Book Review of Legion: 2 Treasure Boxes
Publisher: Audible Frontiers, Listening Length: 2 hours and 8 minutes (88 pages), ASIN: B009KEZ6F6
Brandon Sanderson has written numerous books and series in the fantasy genre including the Mistborn Series, the Alcatraz Series, The Stormlight Archive series, several stand alone novels and he completed the last three books in the Wheel of Time series working with Robert Jordan’s notes. Legion is a novella and it is also in a completely different genre, primarily crime drama but with a twist. The main protagonist, Stephen Leeds, is a genius, but the only way he can access his mental abilities is through hallucinations. He creates numerous aspects of himself that he communicates with to help him solve mysteries. The story is told in a first person narrative strictly from Stephen’s point of view, excluding any of his aspects. Instead the thoughts of these other personae are only shared through their conversation with Stephen.

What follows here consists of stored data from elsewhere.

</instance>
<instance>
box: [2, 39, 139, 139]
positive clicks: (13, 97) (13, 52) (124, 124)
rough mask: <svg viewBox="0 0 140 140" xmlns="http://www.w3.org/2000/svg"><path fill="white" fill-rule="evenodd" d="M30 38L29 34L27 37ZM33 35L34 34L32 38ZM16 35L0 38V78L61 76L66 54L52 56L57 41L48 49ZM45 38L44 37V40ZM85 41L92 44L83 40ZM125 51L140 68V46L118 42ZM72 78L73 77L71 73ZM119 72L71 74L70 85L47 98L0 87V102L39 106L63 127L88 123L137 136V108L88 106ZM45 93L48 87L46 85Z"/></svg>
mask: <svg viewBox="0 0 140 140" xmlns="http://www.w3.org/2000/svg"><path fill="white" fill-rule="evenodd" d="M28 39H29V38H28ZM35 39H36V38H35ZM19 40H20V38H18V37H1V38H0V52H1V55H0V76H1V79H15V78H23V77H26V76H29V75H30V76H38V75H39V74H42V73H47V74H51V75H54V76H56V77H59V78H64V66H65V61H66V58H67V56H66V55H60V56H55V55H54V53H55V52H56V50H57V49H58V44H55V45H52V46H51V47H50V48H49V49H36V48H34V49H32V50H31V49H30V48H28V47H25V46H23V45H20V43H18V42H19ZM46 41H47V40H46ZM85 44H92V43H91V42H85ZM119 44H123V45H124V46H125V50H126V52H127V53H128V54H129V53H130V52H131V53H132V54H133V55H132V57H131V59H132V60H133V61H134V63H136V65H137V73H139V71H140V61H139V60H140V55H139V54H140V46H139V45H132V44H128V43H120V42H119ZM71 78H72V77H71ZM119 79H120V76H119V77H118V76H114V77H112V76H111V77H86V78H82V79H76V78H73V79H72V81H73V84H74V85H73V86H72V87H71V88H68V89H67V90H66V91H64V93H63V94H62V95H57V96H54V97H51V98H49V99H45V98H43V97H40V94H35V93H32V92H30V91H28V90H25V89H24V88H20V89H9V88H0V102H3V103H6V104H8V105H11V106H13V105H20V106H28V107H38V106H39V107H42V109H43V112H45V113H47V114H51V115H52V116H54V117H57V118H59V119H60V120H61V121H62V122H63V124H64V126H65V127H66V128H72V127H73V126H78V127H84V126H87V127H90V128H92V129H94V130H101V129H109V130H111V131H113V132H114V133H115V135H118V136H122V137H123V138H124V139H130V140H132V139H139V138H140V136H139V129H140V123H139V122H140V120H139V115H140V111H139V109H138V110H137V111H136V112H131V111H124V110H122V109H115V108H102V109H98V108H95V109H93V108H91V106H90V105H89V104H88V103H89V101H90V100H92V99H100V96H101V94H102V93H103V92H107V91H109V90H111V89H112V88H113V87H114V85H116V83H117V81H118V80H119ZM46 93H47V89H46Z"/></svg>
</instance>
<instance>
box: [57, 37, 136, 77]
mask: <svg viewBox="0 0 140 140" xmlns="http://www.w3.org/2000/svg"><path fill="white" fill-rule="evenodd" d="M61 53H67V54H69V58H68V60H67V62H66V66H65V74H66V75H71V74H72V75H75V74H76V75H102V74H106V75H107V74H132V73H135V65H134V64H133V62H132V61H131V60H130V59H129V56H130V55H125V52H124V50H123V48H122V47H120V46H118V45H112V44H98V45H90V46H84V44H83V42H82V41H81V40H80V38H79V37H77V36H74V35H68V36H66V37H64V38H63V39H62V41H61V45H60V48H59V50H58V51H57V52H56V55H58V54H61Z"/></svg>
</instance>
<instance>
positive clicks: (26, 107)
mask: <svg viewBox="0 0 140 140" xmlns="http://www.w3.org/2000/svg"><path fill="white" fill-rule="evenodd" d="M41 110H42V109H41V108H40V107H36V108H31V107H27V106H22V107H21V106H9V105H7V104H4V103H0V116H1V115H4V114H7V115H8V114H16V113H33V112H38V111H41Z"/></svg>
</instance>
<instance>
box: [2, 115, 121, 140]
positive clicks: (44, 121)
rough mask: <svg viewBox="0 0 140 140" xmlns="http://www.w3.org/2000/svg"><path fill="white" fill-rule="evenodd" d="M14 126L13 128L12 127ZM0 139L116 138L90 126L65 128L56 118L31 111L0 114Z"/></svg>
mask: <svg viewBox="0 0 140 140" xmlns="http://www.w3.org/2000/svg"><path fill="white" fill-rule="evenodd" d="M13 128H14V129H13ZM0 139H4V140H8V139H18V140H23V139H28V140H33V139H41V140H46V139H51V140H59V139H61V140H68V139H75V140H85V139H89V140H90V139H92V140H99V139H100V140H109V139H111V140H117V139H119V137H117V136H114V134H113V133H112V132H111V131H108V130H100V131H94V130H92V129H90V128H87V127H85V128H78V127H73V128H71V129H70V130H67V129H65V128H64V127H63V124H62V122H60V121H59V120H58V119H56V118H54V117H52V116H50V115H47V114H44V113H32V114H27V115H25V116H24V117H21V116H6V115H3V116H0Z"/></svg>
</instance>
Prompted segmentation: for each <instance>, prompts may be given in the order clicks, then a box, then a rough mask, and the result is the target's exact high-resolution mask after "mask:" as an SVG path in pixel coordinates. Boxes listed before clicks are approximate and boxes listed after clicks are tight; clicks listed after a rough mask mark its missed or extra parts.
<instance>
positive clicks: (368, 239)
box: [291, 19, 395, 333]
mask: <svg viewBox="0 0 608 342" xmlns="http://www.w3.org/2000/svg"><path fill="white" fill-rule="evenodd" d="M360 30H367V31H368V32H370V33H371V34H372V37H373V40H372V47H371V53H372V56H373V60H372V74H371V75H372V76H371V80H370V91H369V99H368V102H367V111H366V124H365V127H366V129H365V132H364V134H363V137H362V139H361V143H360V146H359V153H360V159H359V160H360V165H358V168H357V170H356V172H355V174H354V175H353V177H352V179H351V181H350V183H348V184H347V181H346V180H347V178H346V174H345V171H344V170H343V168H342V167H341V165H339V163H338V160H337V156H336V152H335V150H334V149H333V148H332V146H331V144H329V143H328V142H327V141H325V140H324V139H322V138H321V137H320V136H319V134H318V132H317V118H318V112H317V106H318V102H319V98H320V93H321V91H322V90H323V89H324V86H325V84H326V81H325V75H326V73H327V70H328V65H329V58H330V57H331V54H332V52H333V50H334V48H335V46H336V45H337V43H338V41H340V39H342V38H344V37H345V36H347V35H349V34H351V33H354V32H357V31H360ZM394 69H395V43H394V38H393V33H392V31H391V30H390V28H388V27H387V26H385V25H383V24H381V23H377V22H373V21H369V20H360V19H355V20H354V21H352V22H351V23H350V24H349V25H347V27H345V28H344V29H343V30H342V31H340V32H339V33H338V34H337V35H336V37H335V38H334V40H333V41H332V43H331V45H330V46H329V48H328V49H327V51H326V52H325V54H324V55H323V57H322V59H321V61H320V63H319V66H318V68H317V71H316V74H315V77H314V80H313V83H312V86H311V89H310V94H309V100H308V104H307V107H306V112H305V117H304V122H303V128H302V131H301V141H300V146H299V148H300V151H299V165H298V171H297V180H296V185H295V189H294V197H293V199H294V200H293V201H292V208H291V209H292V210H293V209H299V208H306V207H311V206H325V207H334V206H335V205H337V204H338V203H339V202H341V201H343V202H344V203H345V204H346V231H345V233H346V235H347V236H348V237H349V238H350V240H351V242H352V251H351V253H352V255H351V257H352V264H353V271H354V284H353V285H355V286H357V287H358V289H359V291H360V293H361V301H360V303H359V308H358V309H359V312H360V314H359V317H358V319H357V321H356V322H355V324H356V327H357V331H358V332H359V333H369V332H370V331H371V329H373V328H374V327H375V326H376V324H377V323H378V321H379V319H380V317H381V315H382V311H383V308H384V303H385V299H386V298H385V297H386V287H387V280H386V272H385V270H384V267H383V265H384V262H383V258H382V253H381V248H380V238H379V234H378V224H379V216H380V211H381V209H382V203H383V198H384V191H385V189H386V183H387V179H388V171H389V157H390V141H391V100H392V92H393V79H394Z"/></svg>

The cover is awesome and it says it all; it shows a black and white faceless Stephen with silhouettes of his different personae trailing him. The story was intriguing from the first line where Stephen claims he is quite sane, but his hallucinations are all mad. Stephen’s genius is fragmented, and he can only access it through the different personalities that he has created. He treats each aspect of his personality like a real person and each has their own bedroom in his large mansion, (representing his mind) although no one else can see them. This story addresses several themes including mental illness, the fragility of faith, the self-serving needs of terrorist groups and the potential for harm that spring from new technologies.
The story introduces an interesting new concept, and begs the question, what if a picture could be taken of any place or event in the past? What potential damage could this cause? Conversely what potential good could it cause?
Legion is a standalone novella that immediately grabs the reader’s interest and then quickly builds up steam with plenty of action. The ending is satisfying and plausible. I recommend this novella as a good quick read, and it is only 88 pages. I am hoping Mr. Sanderson will create some new cases for Stephen and crew in the future.
Question to Ponder:
If you could take a picture of a any past event, what would you like to take a picture of?